The multicenter, randomized, double-blind, placebo-controlled trial confirmed the study hypothesis that 6 months of DAPT is noninferior to 12 months of DAPT after DES in terms of the combined ischemic and bleeding endpoint. Moreover, it demonstrated a 50% lower rate of bleeding events defined by the Bleeding Academic Research Consortium.
It is interesting to note that the power calculations called for an enrollment of 6000 patients and that the protocol was amended before the completion of the study, requiring an interim analysis after enrollment of two-thirds of the patients. At that point, it was noted that the overall event rates were much lower than expected (only about 60 combined events in 4000 patients). Thus, 10 times more patients would have needed to be enrolled to meet the statistical requirements of the study, which was burdened with slow recruitment across the 40 sites to begin with. The Data Safety Monitoring Board and Steering Committee therefore recommended termination of the study at the interim stage of 4000 patients.
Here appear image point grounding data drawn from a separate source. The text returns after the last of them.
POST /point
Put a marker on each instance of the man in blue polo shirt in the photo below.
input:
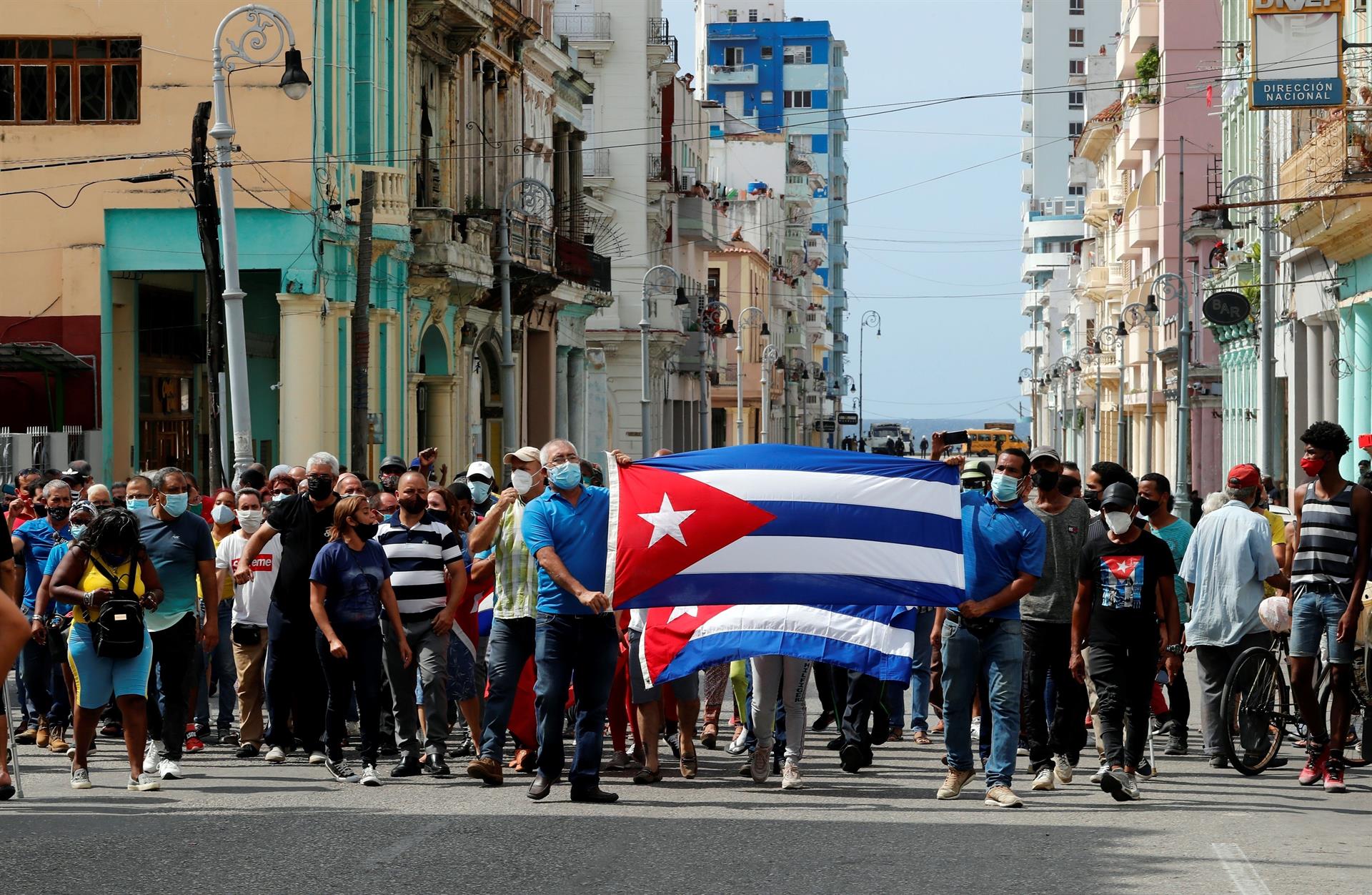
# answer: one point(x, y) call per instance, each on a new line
point(1003, 550)
point(567, 532)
With this important background information, the study results are to be interpreted in a cautionary manner. Also, 40% of the patients enrolled presented with an acute coronary syndrome (ACS), and current European and US guidelines do not recommend duration of DAPT shorter than 12 months. Thus, the results do not apply to nearly half of the patients enrolled even though the study results did not differ between patients with ACS and those without. Also, nearly 50% of the patients received the everolimus-eluting XIENCE V or PRIME stent, which has already received a CE mark approval by European regulatory agencies (in May 2012) for durations of DAPT as short as 3 months. The noninferiority of 3 months of DAPT with zotarolimus-eluting Endeavor stents was demonstrated in the OPTMIZE trial in 2013. The ISAR-SAFE trial results are therefore consistent with the view that the duration of DAPT to reduce the risk of stent strut–related acute coronary thrombosis after new-generation DES does not have be 12 months as originally advised for the first-generation DES. Prolongation of DAPT beyond the complete re-endothelialization point of stents then targets the underlying disease process and might have the greatest benefit in those patients with biologically more active (ACS) or widespread (peripheral artery disease) disease, outweighing the inherent risk of bleeding.